Saturday, August 28, 2010

Great Advice Rejected

Poor people like myself tend to say things like, "Even when my bank account is empty, I am rich" or "My family and my friends are my treasure." And it's true. I love my fam. If I have $5, and a good friend needs $6, I'll eat the overdraft fee. (Shoutout to the new legislation on overdraft fees.) Our inner circle is our confidante in rough times, a shoulder to cry on, an audience for our corny jokes, our alibi to the police, our getaway car -> Blue Mobile!, and a provider of great advice.

That last one... great advice, that's what we want... right? Someone to guide us through life's pitfalls, warn us of bad decisions, deter us from harm? Eh, I don't know. At the ripe old age of twenty mumble mumble, I've learned that usually your closest friends and family are best equipped to see your situation with a clear mind, with the only bias being concern for your welfare. And yet, I, along with many others, have made some horrific decisions, even with my crew holding huge signs pointing me in the opposite direction. Why?

When someone comes to you with a problem, and implicitly or directly asks for your take/opinion/suggestion, they usually don't want it. They really just want you to agree with the decision they've already made (or pretended to make) and to help them justify the path they're taking with statements like, "Yeah.. it's worth a try" or "You only live once."
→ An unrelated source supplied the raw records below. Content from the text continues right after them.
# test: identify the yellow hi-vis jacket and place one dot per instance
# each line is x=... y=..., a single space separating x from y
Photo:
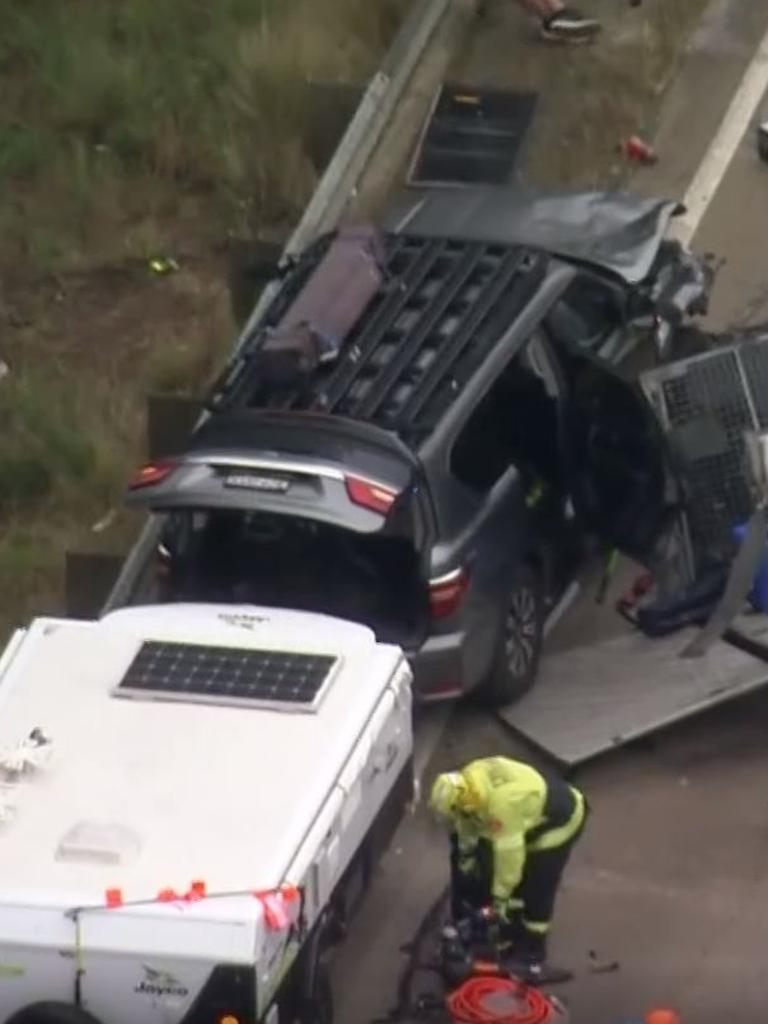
x=506 y=801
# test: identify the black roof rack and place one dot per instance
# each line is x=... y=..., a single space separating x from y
x=442 y=307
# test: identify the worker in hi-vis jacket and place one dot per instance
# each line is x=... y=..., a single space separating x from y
x=512 y=832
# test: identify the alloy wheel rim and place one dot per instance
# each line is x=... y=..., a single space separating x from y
x=521 y=630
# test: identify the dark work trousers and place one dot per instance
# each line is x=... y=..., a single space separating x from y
x=538 y=890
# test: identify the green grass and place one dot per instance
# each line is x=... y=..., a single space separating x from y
x=131 y=129
x=121 y=115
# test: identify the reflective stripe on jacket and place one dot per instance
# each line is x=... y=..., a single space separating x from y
x=518 y=811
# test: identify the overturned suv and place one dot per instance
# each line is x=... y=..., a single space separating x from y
x=430 y=418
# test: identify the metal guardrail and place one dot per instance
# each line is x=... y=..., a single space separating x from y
x=323 y=212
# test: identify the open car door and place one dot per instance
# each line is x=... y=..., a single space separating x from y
x=667 y=449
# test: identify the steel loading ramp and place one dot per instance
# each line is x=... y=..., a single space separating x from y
x=591 y=699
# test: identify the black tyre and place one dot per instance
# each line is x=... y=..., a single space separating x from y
x=519 y=645
x=318 y=1008
x=52 y=1013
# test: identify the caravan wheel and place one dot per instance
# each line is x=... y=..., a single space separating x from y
x=318 y=1008
x=52 y=1013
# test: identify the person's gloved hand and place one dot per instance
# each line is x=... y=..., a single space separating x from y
x=507 y=908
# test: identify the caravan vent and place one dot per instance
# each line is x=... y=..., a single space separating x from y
x=98 y=843
x=227 y=676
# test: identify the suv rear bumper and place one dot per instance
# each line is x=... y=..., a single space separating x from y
x=439 y=671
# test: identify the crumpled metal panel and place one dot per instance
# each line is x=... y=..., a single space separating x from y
x=615 y=231
x=592 y=699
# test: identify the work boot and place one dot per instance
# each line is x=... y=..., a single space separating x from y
x=569 y=26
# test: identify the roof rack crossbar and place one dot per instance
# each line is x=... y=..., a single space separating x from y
x=465 y=266
x=361 y=348
x=473 y=317
x=226 y=391
x=237 y=385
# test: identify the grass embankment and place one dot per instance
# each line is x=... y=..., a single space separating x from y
x=128 y=131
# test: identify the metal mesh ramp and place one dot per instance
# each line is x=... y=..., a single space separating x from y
x=591 y=699
x=706 y=404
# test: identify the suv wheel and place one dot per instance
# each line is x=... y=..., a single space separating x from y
x=519 y=645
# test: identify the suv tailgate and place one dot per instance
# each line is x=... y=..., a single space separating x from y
x=317 y=467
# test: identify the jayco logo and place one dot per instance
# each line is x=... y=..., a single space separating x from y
x=159 y=983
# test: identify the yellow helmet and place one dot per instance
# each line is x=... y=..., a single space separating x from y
x=449 y=793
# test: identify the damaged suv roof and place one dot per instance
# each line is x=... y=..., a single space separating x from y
x=619 y=232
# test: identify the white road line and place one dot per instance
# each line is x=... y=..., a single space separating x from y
x=723 y=146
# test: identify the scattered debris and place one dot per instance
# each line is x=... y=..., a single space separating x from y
x=640 y=152
x=763 y=140
x=598 y=966
x=163 y=265
x=104 y=522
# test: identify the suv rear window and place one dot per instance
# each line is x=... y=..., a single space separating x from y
x=516 y=423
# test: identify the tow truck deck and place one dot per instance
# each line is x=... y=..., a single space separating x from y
x=615 y=689
x=591 y=698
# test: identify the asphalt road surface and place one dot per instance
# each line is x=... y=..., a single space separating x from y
x=671 y=880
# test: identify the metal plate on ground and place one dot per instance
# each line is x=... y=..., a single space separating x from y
x=592 y=699
x=473 y=136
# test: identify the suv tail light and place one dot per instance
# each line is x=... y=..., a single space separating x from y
x=154 y=472
x=374 y=497
x=446 y=593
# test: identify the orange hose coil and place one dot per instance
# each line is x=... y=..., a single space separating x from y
x=473 y=1003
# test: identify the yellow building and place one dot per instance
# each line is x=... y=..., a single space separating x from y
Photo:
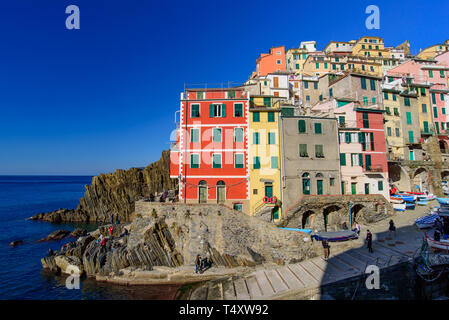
x=265 y=157
x=370 y=47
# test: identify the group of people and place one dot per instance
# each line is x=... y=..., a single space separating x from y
x=202 y=264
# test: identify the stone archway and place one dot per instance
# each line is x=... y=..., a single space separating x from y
x=420 y=180
x=331 y=218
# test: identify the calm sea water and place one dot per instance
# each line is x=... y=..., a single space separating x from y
x=21 y=274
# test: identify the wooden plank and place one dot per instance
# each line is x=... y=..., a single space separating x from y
x=291 y=280
x=241 y=290
x=276 y=281
x=264 y=285
x=253 y=287
x=303 y=275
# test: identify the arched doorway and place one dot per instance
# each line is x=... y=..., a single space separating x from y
x=306 y=183
x=221 y=191
x=202 y=192
x=307 y=219
x=319 y=183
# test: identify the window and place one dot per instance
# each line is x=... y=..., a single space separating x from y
x=407 y=102
x=238 y=160
x=342 y=159
x=256 y=138
x=274 y=162
x=363 y=83
x=365 y=120
x=319 y=151
x=216 y=135
x=256 y=163
x=194 y=161
x=238 y=110
x=195 y=110
x=409 y=117
x=238 y=135
x=302 y=126
x=216 y=161
x=271 y=138
x=217 y=110
x=194 y=135
x=303 y=151
x=256 y=116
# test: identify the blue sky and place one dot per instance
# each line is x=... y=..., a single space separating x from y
x=103 y=97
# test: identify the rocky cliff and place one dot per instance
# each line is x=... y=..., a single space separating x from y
x=115 y=193
x=171 y=235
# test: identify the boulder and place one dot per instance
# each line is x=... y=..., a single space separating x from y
x=57 y=235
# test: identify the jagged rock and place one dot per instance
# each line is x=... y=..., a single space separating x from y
x=115 y=194
x=78 y=232
x=56 y=235
x=16 y=243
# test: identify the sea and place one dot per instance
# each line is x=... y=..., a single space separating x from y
x=21 y=273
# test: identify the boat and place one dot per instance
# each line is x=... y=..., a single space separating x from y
x=426 y=221
x=438 y=245
x=335 y=236
x=410 y=206
x=443 y=201
x=399 y=206
x=307 y=231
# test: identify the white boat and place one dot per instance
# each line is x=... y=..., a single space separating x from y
x=399 y=206
x=439 y=245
How can you tell when people want real advice or simply a cosign on a bad loan? A few signs that someone wants the latter are below:

1) The problem/decision has a clear cut answer. We all have that friend who's dating someone who treats them like Hummers treat the Earth's environment. They come to us claiming to be "fed up" or "over it" or worse... confused about what to do.
Friend: Girl, do you know he had the nerve to borrow money to take some other chick to the movies??!? What should I do?
Sounds like he's a total dirtbag.
Friend: I don't know, maybe this is a test to see if I'm really down for him... I mean, she ain't even cute, so I know he really wants me. Yeah, that's what it is. I don't want to fail this test.
You: Sounds like you'd fail an IQ Test right about now.
Friend: Girl, you always hating on me and my man. I don't even know why I asked you.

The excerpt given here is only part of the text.